Desperate times called for urgent music and that’s exactly what “Darkfighter” delivers, with hard rock songs that are highly tuneful and rich with musical layers. The sound is especially brisk on “Nobody Wants To Die” (which sounds a bit like the rocking blues of Joe Bonamassa and comes with an especially hooky chorus), and goes in a more epic direction on “Rapture” and “Guillotine.” Meanwhile, “Bright Light” is more measured and poppy and “Bird In The Hand” has a lighter and folkier tone that’s also appealing. Lyrically, there are certainly references to the times in which the album was created, but that said, “Darkfighter” is not explicitly a pandemic album and actually feels quite personal.

“I don’t think that at any point in the record you hear resignation, other than with ‘Darkside,’” Buchanan said of the album’s closing song, which addresses an opioid crisis, which hit home for the singer when one of his friends died from an addiction to painkillers. “If you can hear the protagonist on the ‘Darkfighter’ record, if you can string together the arc of that collective story, you don’t hear resignation. You hear, and certainly for me writing, it’s more about perseverance and you’re going to get there. Just keep going. Don’t give up.

“And you have hopeful songs. You have ‘Bright Light,’ and you have ‘Rapture,’” he said. “‘Rapture’ is ultimately, even though it’s like a slow crawl, that’s a song of transcendence.”

As for what fans can expect from “Lightbringer,” Buchanan views it as the continuation of “Darkfighter.”

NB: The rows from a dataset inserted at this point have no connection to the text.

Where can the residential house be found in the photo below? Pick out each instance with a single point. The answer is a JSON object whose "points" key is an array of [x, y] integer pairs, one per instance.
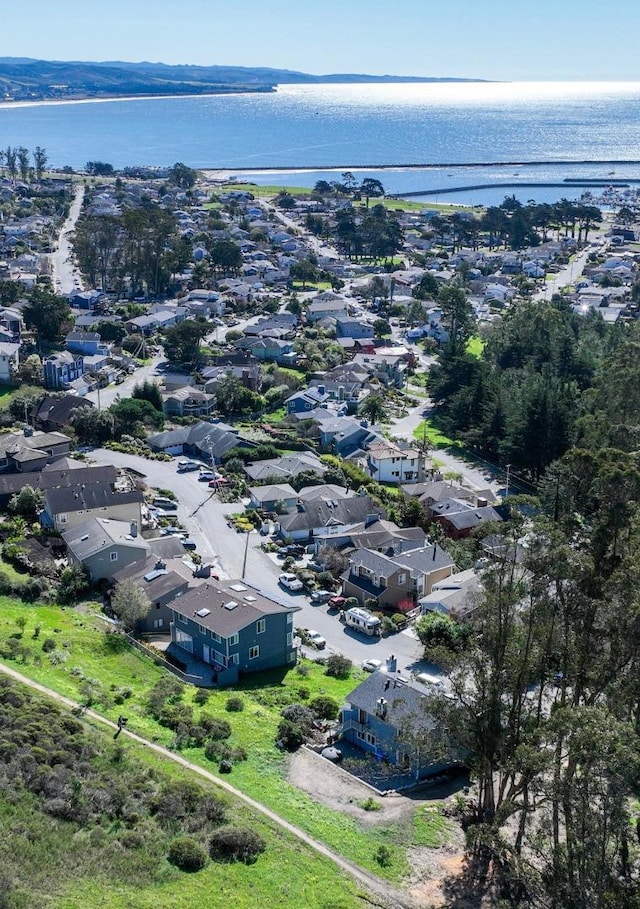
{"points": [[386, 717], [459, 517], [105, 546], [454, 596], [66, 506], [53, 414], [188, 402], [61, 369], [325, 516], [272, 497], [307, 399], [233, 628], [388, 463], [398, 581], [8, 360], [286, 467], [61, 472], [30, 451], [160, 585], [87, 343]]}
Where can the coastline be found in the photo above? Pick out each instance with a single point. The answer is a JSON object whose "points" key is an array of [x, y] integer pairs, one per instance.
{"points": [[57, 102]]}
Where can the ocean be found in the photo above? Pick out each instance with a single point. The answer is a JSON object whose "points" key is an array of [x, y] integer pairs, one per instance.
{"points": [[522, 133]]}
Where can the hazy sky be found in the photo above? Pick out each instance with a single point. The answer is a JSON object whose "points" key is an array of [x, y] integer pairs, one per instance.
{"points": [[494, 39]]}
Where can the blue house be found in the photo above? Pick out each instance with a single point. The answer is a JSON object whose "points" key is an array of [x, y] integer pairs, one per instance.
{"points": [[87, 343], [234, 629], [388, 718]]}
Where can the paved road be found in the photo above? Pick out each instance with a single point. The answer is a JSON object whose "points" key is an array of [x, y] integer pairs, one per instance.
{"points": [[379, 892], [205, 517], [65, 274]]}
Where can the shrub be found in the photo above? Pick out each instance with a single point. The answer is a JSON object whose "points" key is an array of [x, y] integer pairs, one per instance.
{"points": [[186, 854], [216, 729], [236, 844], [383, 856], [325, 708], [338, 666]]}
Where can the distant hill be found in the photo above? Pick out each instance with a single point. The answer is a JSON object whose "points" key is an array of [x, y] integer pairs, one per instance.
{"points": [[22, 78]]}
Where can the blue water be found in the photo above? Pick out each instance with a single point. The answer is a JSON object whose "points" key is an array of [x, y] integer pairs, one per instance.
{"points": [[325, 126]]}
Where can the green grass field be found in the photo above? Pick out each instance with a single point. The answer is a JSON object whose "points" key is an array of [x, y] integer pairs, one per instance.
{"points": [[84, 652], [51, 862]]}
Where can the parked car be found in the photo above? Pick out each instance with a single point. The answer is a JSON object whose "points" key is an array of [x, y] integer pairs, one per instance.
{"points": [[316, 639], [291, 582], [185, 466], [321, 596], [336, 602]]}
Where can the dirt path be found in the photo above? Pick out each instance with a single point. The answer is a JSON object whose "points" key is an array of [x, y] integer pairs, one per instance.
{"points": [[379, 893]]}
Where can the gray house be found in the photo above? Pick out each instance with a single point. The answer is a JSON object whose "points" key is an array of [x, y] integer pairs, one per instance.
{"points": [[234, 629], [388, 718], [105, 546], [161, 585]]}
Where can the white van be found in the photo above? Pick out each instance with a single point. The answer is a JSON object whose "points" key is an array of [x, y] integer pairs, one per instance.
{"points": [[363, 621]]}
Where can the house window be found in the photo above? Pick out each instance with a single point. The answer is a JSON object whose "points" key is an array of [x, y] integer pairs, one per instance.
{"points": [[184, 640]]}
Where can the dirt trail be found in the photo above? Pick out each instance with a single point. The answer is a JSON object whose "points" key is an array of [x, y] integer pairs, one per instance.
{"points": [[379, 893]]}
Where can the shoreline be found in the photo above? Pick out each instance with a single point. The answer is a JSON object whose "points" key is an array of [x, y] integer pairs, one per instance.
{"points": [[57, 102]]}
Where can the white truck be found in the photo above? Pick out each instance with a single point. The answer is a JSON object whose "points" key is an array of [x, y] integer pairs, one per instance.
{"points": [[363, 621]]}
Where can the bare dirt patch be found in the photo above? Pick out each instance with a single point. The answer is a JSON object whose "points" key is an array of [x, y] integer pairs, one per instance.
{"points": [[334, 787]]}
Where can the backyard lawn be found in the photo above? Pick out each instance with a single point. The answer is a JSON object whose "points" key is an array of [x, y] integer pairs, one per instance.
{"points": [[87, 661]]}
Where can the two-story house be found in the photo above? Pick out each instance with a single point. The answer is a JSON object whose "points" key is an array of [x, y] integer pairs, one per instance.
{"points": [[161, 586], [233, 628], [389, 719], [105, 546], [68, 506], [399, 581]]}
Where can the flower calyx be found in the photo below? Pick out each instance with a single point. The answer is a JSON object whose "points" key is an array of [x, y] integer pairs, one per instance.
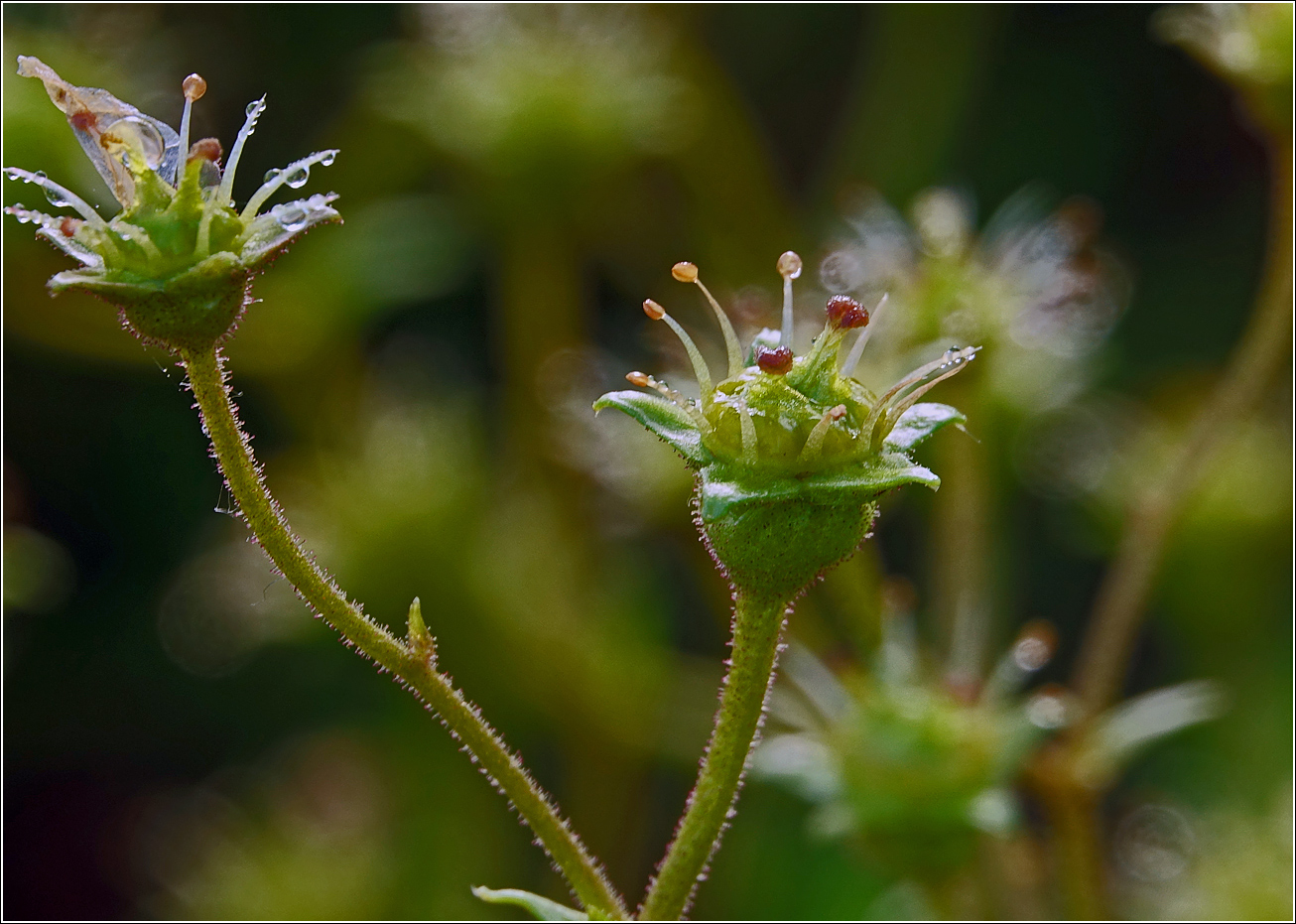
{"points": [[791, 455], [178, 259]]}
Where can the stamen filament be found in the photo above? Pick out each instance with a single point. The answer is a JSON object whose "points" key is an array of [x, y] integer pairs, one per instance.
{"points": [[856, 348], [227, 178], [194, 89], [673, 395], [788, 267], [749, 448], [268, 188], [700, 369], [814, 442], [67, 198], [731, 344]]}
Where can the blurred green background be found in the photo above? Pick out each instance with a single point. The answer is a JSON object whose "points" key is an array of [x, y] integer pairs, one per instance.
{"points": [[182, 740]]}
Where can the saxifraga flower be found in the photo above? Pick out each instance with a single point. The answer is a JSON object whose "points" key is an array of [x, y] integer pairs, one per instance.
{"points": [[791, 455], [178, 259]]}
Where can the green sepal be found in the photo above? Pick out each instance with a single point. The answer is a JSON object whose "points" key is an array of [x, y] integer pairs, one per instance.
{"points": [[192, 310], [919, 423], [663, 418], [723, 487], [543, 908], [775, 535]]}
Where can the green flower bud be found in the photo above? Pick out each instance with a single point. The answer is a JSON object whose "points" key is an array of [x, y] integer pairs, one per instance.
{"points": [[791, 455], [179, 258]]}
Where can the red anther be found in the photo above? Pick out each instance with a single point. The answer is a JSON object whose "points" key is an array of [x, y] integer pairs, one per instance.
{"points": [[84, 119], [207, 148], [845, 313], [776, 361]]}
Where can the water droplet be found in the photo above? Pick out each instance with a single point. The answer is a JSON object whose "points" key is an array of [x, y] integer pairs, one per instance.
{"points": [[291, 216], [56, 198], [139, 135]]}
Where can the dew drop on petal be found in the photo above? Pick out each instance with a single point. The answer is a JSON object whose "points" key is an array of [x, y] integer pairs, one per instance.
{"points": [[55, 198], [145, 135], [291, 216]]}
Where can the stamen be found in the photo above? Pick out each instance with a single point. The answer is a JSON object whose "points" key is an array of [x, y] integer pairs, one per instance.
{"points": [[695, 356], [749, 448], [790, 267], [814, 442], [922, 380], [194, 89], [203, 245], [227, 181], [687, 272], [139, 236], [295, 175], [58, 195], [775, 361], [856, 350]]}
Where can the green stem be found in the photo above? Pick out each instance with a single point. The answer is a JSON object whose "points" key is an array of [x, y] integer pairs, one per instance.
{"points": [[414, 665], [757, 627], [1118, 608]]}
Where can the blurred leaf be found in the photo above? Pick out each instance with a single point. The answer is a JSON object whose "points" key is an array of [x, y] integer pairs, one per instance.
{"points": [[543, 908]]}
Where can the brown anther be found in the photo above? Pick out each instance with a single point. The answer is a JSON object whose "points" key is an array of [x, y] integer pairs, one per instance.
{"points": [[790, 265], [845, 313], [83, 121], [776, 361], [194, 87], [207, 148]]}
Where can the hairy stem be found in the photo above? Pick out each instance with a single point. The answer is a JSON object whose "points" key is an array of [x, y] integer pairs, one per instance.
{"points": [[757, 627], [1121, 598], [412, 665]]}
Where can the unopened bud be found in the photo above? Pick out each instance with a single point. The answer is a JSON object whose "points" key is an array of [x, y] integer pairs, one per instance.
{"points": [[790, 265], [685, 272], [207, 149], [845, 313], [776, 361], [194, 87]]}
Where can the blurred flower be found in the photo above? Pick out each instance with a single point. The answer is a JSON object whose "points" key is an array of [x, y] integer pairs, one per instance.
{"points": [[549, 94], [1030, 288], [1248, 45], [179, 258], [915, 768], [790, 454]]}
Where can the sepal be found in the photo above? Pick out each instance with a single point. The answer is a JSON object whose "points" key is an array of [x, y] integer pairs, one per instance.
{"points": [[663, 418], [543, 908], [919, 423]]}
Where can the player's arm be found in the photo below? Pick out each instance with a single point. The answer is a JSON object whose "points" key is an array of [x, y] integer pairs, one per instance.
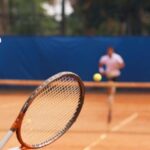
{"points": [[101, 66], [121, 63]]}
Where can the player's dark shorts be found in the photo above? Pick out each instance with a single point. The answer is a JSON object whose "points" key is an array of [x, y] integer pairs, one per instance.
{"points": [[113, 79]]}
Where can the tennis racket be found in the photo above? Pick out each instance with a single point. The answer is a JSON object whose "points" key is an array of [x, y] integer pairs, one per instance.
{"points": [[49, 112]]}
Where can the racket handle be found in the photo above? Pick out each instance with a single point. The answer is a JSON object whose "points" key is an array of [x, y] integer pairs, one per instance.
{"points": [[5, 139], [15, 148]]}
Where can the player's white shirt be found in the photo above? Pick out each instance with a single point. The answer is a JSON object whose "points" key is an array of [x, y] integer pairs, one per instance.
{"points": [[111, 64]]}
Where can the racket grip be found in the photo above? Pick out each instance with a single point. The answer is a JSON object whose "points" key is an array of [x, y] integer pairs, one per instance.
{"points": [[5, 139]]}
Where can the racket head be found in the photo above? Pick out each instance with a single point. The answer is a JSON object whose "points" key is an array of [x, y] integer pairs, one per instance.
{"points": [[64, 85]]}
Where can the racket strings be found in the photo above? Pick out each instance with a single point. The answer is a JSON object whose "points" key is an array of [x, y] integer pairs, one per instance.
{"points": [[50, 113]]}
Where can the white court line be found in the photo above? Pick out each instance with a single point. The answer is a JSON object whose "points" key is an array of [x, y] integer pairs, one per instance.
{"points": [[113, 129]]}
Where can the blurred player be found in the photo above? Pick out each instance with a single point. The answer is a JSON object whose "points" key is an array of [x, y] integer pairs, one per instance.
{"points": [[110, 66], [113, 63]]}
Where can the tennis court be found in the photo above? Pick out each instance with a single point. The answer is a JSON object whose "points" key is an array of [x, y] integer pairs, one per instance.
{"points": [[129, 130]]}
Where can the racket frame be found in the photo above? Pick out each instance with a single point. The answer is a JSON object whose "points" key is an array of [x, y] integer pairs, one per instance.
{"points": [[16, 127]]}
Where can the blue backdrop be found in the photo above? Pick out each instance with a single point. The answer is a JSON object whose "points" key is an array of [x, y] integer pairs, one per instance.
{"points": [[41, 57]]}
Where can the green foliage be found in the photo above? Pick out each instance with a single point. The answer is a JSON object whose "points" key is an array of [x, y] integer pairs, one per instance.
{"points": [[98, 17]]}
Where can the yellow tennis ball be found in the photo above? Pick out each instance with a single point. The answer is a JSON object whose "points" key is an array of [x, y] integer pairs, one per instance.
{"points": [[97, 77]]}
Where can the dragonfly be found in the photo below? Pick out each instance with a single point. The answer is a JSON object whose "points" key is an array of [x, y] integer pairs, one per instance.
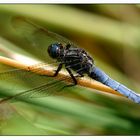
{"points": [[54, 47]]}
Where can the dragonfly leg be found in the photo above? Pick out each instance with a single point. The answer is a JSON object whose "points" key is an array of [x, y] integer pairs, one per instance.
{"points": [[68, 46], [58, 69]]}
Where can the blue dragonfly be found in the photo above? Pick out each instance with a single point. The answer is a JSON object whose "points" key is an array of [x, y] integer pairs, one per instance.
{"points": [[52, 47]]}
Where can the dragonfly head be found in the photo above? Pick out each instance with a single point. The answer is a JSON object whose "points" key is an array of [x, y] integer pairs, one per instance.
{"points": [[54, 50]]}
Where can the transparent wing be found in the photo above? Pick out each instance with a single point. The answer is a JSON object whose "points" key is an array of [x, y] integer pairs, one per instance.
{"points": [[35, 38]]}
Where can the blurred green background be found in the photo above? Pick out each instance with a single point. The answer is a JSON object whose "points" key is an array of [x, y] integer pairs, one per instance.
{"points": [[111, 33]]}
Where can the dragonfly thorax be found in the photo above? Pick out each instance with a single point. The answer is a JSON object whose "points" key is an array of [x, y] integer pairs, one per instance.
{"points": [[55, 49]]}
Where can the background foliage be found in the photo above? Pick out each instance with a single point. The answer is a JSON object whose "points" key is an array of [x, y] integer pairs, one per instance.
{"points": [[111, 34]]}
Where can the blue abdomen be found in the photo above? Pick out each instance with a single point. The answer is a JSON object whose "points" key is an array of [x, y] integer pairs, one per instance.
{"points": [[102, 77]]}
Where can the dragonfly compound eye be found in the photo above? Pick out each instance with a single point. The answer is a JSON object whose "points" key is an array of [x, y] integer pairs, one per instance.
{"points": [[54, 50]]}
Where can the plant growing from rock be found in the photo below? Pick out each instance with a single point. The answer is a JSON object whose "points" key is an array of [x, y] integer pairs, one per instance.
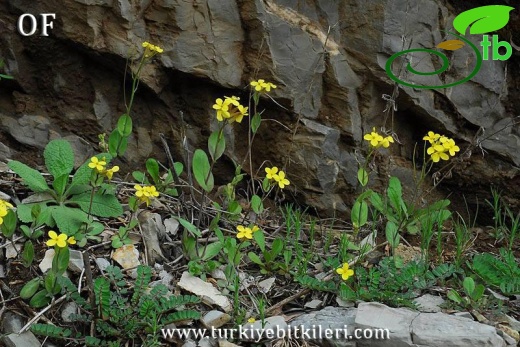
{"points": [[121, 316]]}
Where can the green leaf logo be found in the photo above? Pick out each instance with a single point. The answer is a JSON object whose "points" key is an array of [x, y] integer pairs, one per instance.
{"points": [[482, 19]]}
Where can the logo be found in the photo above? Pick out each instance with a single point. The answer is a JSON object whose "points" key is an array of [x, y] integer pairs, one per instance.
{"points": [[480, 21]]}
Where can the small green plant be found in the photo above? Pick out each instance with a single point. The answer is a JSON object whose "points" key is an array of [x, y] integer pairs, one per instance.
{"points": [[68, 203], [268, 263], [121, 316], [393, 284], [164, 184], [41, 291], [474, 295], [500, 272]]}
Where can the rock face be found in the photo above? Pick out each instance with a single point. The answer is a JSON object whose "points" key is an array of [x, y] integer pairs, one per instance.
{"points": [[327, 57], [397, 328]]}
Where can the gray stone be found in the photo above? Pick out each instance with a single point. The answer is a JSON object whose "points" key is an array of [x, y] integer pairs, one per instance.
{"points": [[429, 303], [437, 329], [208, 342], [215, 319], [102, 263], [270, 327], [11, 323], [76, 263], [466, 315], [26, 339], [46, 262], [152, 227], [329, 318], [189, 343], [29, 130], [378, 316], [69, 309]]}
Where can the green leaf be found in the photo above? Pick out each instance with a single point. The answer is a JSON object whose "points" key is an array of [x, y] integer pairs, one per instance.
{"points": [[359, 214], [32, 178], [216, 144], [362, 176], [478, 292], [59, 158], [178, 167], [395, 195], [40, 299], [201, 170], [454, 296], [152, 166], [102, 296], [256, 204], [469, 285], [68, 220], [392, 234], [60, 183], [211, 250], [483, 19], [265, 184], [254, 258], [27, 253], [377, 202], [260, 240], [8, 226], [140, 177], [60, 262], [30, 288], [51, 283], [117, 144], [103, 205], [190, 227], [124, 125], [276, 248], [255, 122]]}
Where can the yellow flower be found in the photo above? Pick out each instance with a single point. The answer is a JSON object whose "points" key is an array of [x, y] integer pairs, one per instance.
{"points": [[271, 173], [238, 114], [451, 147], [431, 137], [373, 138], [345, 272], [4, 206], [57, 240], [441, 147], [386, 141], [144, 194], [258, 85], [261, 86], [98, 165], [222, 109], [244, 233], [282, 181], [110, 172], [151, 50], [268, 86], [437, 153]]}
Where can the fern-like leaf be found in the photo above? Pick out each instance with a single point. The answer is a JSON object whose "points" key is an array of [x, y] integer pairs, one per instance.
{"points": [[180, 316], [102, 296], [144, 276], [50, 330]]}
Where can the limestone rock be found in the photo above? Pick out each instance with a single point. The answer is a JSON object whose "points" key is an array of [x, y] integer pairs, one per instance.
{"points": [[327, 58]]}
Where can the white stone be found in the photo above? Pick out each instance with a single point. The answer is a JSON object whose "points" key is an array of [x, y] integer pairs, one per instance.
{"points": [[127, 256], [215, 319], [429, 303], [204, 290], [46, 262]]}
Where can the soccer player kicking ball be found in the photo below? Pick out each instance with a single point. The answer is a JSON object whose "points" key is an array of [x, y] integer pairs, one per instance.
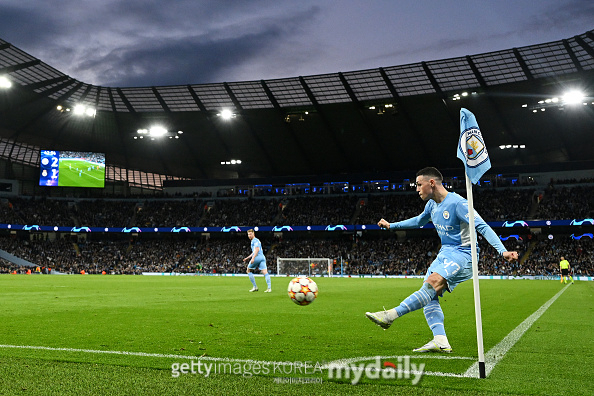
{"points": [[257, 261], [453, 265], [565, 268]]}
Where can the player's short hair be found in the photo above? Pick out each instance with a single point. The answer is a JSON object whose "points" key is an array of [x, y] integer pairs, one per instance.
{"points": [[431, 172]]}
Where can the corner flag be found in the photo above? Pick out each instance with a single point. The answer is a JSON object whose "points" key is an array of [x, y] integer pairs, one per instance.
{"points": [[473, 153], [471, 147]]}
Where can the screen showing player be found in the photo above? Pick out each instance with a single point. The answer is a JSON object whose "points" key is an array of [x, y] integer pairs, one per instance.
{"points": [[72, 169]]}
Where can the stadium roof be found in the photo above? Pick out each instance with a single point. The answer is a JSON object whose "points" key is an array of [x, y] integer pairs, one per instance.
{"points": [[374, 121]]}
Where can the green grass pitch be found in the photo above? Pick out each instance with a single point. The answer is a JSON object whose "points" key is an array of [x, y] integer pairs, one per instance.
{"points": [[83, 177], [215, 317]]}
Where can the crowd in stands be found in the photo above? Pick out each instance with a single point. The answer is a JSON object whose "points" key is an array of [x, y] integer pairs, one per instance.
{"points": [[359, 254], [553, 203], [356, 255]]}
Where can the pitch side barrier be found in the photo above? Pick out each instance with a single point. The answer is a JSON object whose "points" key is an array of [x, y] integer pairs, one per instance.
{"points": [[512, 226], [501, 277]]}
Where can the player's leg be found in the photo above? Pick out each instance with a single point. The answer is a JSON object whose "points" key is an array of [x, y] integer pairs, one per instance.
{"points": [[252, 279], [268, 282], [435, 318], [451, 267], [433, 285], [262, 267]]}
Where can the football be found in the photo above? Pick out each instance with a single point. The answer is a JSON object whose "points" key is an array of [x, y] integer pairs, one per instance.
{"points": [[302, 290]]}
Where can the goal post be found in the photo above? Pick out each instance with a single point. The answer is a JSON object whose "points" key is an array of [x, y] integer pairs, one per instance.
{"points": [[310, 266]]}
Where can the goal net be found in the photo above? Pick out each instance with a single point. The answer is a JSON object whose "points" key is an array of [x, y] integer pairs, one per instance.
{"points": [[304, 266]]}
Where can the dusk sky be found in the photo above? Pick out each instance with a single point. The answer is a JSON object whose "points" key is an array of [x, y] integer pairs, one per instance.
{"points": [[145, 43]]}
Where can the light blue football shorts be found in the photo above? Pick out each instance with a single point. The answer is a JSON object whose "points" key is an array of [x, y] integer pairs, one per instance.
{"points": [[259, 263], [454, 263]]}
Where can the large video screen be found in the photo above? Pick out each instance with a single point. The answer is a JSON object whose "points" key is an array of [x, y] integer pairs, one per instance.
{"points": [[72, 169]]}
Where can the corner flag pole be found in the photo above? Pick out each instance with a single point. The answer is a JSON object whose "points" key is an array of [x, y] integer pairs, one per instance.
{"points": [[475, 280], [473, 153]]}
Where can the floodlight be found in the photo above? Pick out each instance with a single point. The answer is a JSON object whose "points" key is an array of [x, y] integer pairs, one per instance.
{"points": [[157, 131], [573, 97], [226, 114], [79, 109], [5, 82]]}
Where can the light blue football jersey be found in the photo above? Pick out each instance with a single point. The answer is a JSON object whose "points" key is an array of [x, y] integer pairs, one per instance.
{"points": [[450, 218], [256, 243]]}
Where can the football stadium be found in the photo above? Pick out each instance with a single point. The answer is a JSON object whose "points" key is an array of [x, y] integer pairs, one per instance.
{"points": [[127, 266]]}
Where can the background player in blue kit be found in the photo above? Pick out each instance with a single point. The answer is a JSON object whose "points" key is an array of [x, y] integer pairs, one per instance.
{"points": [[453, 265], [257, 261]]}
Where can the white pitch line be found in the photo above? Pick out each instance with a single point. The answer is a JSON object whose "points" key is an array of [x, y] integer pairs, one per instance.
{"points": [[495, 354], [492, 357]]}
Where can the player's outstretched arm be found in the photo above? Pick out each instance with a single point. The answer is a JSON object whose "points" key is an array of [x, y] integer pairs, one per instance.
{"points": [[510, 256], [384, 224]]}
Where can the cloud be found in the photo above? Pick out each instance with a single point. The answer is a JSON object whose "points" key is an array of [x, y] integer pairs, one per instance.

“The names of the two albums certainly indicate it, but I wouldn’t put this in a ying-yang kind of (context). I really feel that it’s just two installments to one story, two installments to one narrative,” he said. “What ‘Lightbringer’ really is, with the opening track of that record, it’s going to give context to the ‘Darkfighter’ record. As soon as you begin that record, I believe that it’s going to, there’s like a starting over point. The edges get shaken with that first track, and I think that it’s going to provide a little bit of context and release for the way that ‘Darkfighter’ ended, on that dour note with ‘Darkside.’”

The Smashing Pumpkins

With: Stone Temple Pilots and Rival Sons

When: 6:30 p.m. Wednesday, Aug. 9

Where: FivePoint Amphitheatre, 14800 Chinon, Irvine

Tickets: $49.50-$179 at LiveNation.com 

Also: 6:30 p.m. Thursday, Aug. 10 at North Island Credit Union Amphitheatre, 2050 Entertainment Circle, Chula Vista. Tickets are $20-$150 at LiveNation.com.